A summary on attitudes towards gambling highlighted that 64% of participants agreed “that gambling was dangerous”. Meanwhile, 70% of children felt well informed about the risks of gambling, with 50% stating that an adult had personally spoken to them about gambling risks.
On advertising, two-thirds of participants (66%) reported that their exposure to adverts or promotion of gambling happens offline, typically when watching television (57%).
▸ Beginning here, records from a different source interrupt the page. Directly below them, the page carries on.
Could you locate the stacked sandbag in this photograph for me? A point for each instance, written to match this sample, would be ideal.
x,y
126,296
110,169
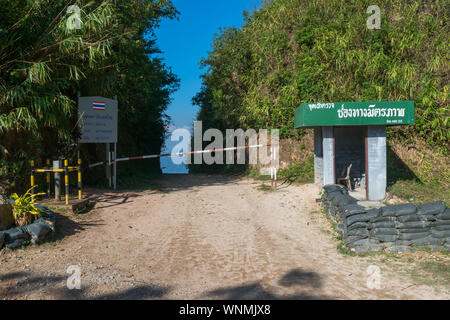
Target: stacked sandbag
x,y
397,228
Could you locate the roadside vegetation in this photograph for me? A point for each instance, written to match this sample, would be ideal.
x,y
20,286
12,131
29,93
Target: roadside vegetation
x,y
44,65
290,52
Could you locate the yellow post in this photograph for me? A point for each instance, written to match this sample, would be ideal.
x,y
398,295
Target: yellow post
x,y
32,176
79,179
48,178
66,179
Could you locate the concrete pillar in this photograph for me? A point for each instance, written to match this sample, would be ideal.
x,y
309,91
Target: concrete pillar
x,y
318,156
328,155
376,163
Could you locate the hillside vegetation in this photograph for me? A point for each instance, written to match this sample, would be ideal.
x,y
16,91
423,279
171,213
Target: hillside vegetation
x,y
290,52
44,65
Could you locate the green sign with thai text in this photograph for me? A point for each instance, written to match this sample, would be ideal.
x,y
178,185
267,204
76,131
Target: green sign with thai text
x,y
355,114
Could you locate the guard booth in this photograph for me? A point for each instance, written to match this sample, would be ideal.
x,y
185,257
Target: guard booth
x,y
350,141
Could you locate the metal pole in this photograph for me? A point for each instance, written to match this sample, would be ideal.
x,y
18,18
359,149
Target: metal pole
x,y
48,178
109,169
115,166
66,179
57,165
32,176
107,160
80,196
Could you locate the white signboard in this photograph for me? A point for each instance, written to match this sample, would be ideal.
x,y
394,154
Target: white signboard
x,y
98,120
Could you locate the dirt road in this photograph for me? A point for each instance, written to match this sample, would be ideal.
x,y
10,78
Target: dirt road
x,y
200,237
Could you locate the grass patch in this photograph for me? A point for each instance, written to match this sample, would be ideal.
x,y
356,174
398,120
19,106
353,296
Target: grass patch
x,y
432,273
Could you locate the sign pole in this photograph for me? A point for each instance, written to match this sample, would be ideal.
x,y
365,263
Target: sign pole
x,y
115,166
108,163
115,155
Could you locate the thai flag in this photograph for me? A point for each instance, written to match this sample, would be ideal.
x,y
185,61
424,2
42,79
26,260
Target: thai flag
x,y
97,105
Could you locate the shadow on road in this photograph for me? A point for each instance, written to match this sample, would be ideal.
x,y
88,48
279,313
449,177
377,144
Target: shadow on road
x,y
255,291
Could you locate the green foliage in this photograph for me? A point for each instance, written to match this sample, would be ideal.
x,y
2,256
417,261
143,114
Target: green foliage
x,y
301,172
44,66
291,51
24,207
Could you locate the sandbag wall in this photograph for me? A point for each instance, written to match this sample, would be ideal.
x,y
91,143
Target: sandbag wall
x,y
398,228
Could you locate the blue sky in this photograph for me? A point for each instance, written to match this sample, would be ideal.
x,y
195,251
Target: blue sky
x,y
185,41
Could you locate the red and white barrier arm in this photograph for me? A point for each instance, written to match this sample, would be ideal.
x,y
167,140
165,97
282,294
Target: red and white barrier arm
x,y
155,156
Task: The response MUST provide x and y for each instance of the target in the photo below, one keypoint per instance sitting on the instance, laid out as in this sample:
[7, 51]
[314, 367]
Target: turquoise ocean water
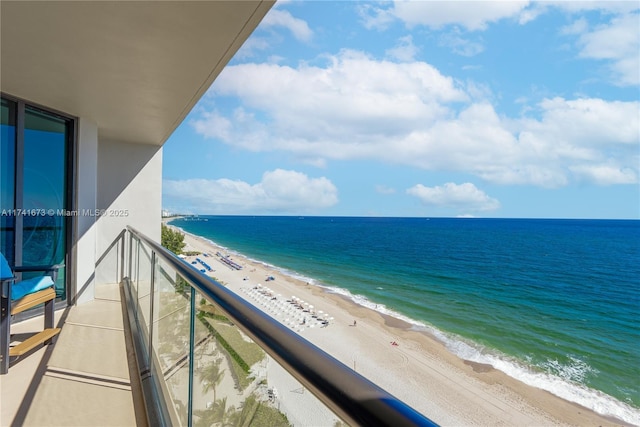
[553, 303]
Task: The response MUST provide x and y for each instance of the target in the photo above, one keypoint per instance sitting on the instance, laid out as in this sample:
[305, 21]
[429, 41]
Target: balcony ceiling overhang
[136, 68]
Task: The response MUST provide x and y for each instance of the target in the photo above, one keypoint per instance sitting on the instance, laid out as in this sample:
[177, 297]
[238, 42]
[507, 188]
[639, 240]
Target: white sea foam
[563, 380]
[554, 377]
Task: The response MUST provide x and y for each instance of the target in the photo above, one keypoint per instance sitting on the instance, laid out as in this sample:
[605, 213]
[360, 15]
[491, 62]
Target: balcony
[162, 344]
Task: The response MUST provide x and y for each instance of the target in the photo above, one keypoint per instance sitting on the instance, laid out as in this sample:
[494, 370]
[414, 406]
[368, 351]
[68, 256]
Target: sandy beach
[419, 370]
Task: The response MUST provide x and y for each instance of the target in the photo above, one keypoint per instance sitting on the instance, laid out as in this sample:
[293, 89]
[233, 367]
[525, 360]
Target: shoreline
[420, 371]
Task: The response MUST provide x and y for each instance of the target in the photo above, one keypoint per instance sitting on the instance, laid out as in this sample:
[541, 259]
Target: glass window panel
[44, 191]
[7, 178]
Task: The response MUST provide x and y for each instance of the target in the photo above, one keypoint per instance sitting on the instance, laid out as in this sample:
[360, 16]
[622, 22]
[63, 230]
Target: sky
[420, 109]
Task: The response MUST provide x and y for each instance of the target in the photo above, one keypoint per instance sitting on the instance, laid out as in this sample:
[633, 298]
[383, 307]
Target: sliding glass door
[36, 181]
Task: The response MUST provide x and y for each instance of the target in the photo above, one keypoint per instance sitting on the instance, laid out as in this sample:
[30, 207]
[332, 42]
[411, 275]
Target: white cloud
[460, 45]
[282, 18]
[279, 191]
[462, 197]
[410, 114]
[468, 14]
[606, 174]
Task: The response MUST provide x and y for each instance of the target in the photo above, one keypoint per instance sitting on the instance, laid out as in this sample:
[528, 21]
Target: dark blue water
[554, 303]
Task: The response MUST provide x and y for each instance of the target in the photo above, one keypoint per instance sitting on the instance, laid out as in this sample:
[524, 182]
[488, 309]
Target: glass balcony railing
[206, 357]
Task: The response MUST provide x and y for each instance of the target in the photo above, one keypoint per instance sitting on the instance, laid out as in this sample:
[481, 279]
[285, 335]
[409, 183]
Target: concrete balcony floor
[84, 379]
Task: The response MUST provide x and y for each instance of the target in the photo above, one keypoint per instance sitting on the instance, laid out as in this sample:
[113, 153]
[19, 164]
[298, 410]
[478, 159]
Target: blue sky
[484, 109]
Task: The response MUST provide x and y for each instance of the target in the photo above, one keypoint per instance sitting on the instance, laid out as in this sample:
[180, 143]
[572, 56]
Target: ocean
[553, 303]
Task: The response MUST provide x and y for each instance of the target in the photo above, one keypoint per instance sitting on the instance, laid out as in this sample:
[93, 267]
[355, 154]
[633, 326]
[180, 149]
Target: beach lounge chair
[18, 296]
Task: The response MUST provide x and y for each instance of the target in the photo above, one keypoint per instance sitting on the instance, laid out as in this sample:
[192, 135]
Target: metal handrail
[348, 394]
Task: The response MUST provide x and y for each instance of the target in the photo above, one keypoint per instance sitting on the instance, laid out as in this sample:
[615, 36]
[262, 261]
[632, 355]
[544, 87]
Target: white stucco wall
[84, 247]
[129, 190]
[122, 182]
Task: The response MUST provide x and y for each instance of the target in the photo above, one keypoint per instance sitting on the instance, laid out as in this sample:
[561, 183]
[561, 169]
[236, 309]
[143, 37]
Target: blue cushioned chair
[18, 296]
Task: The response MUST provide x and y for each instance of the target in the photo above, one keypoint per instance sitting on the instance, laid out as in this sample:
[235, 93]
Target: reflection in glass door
[35, 187]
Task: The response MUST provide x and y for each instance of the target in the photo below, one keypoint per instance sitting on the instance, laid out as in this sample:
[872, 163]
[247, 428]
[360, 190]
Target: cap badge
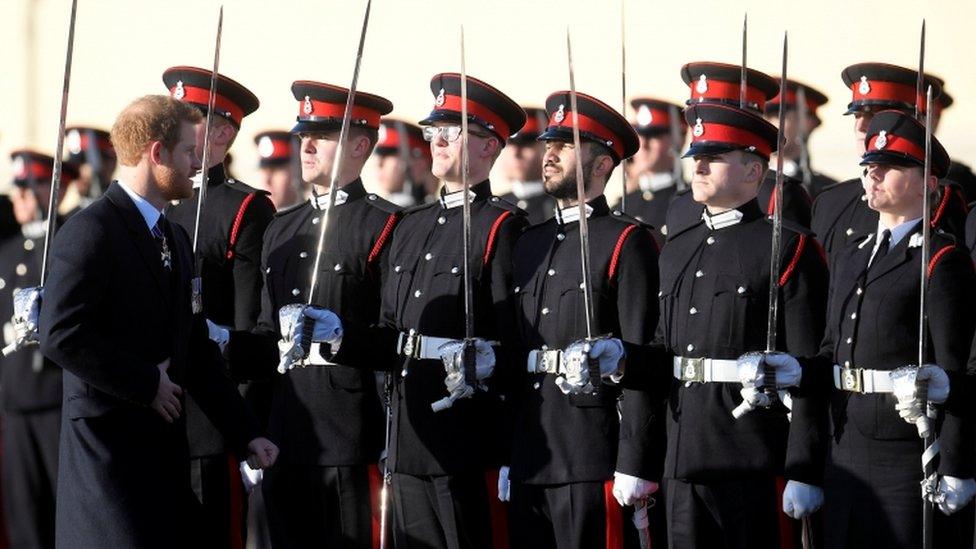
[560, 114]
[882, 140]
[644, 116]
[702, 85]
[864, 87]
[265, 147]
[73, 141]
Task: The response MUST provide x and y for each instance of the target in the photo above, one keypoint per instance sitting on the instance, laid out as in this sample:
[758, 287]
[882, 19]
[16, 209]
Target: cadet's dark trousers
[217, 483]
[30, 468]
[568, 516]
[449, 512]
[732, 514]
[873, 499]
[318, 506]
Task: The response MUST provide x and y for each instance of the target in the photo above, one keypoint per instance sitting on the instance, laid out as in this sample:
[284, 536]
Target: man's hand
[261, 453]
[167, 401]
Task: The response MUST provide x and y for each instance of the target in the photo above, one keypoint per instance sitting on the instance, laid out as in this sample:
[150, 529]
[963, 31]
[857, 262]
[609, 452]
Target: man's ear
[155, 152]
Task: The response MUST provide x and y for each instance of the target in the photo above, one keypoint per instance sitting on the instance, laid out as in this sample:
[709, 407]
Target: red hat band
[452, 103]
[707, 131]
[563, 118]
[704, 89]
[866, 90]
[885, 142]
[201, 97]
[311, 109]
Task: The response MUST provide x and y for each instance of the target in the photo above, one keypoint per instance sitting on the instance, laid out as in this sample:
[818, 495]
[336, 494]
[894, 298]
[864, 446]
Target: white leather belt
[547, 361]
[705, 370]
[317, 353]
[422, 347]
[860, 380]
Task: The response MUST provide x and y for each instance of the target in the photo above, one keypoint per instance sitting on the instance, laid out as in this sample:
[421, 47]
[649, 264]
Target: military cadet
[116, 316]
[573, 463]
[231, 225]
[327, 417]
[873, 468]
[720, 473]
[279, 167]
[796, 160]
[719, 83]
[654, 171]
[401, 166]
[840, 213]
[521, 162]
[90, 149]
[31, 385]
[439, 458]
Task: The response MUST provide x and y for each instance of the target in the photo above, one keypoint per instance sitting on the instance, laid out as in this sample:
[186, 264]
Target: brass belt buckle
[693, 370]
[852, 379]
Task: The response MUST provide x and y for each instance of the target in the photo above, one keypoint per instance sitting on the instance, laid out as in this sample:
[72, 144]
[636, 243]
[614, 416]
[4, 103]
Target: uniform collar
[654, 182]
[527, 189]
[349, 192]
[748, 211]
[597, 206]
[215, 176]
[456, 199]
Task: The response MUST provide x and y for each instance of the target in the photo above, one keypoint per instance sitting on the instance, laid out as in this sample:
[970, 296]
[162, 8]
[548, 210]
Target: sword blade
[205, 161]
[466, 203]
[52, 202]
[337, 163]
[776, 246]
[742, 71]
[580, 196]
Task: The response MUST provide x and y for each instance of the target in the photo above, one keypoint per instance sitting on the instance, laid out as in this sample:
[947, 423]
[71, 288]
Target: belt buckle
[411, 344]
[549, 362]
[852, 379]
[693, 370]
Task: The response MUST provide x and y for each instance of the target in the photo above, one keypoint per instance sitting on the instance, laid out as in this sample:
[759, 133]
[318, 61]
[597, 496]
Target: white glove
[455, 380]
[251, 477]
[954, 493]
[609, 351]
[291, 320]
[218, 334]
[27, 310]
[801, 500]
[905, 386]
[504, 486]
[628, 490]
[751, 372]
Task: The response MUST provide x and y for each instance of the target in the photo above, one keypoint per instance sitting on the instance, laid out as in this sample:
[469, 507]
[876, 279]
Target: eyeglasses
[449, 133]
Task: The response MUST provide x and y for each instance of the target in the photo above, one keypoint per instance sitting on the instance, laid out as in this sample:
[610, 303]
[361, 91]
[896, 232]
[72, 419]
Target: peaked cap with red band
[535, 123]
[895, 137]
[79, 140]
[321, 107]
[192, 85]
[33, 168]
[390, 139]
[884, 86]
[598, 122]
[275, 148]
[654, 116]
[815, 99]
[720, 83]
[487, 107]
[717, 129]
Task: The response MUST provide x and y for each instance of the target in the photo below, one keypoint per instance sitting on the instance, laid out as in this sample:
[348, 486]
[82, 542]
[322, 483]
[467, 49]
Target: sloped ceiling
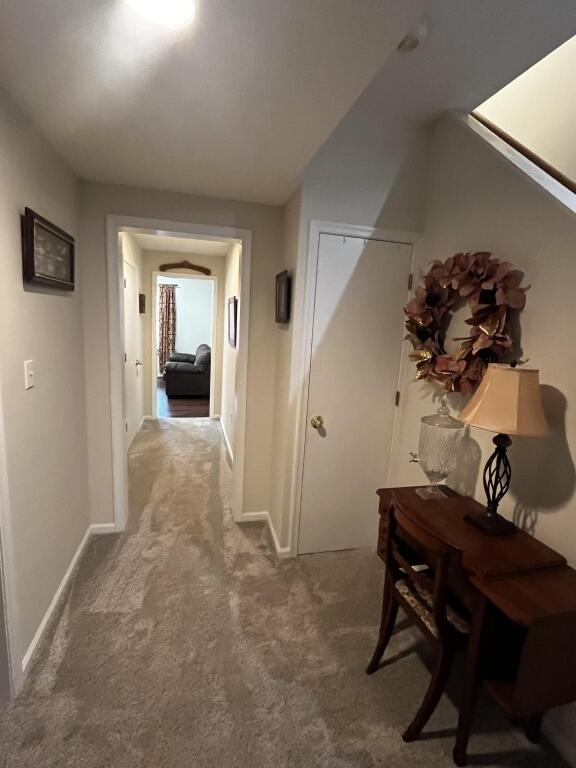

78% of children that had gambled in the past 12 months claimed they had done so “because they regard it as a fun thing to do”, meanwhile 36% believed that they “had a good chance of winning something”
Since its last report, the UKGC highlighted a tougher enforcement of age restrictions applied to all forms of gambling, including increasing online age and ID verification, strengthening customer interaction requirements, and banning gambling on credit cards
“In this year’s survey, whilst the headline data around regulated age-restricted products is encouraging, there is clearly a group who still struggle with gambling,” the regulator noted.
It concluded: “We are committed to understanding and acting on these findings in more detail to help us, and a variety of other stakeholders, appreciate if and how young people are playing on regulated and non-regulated products, the challenges, and the wider implications.”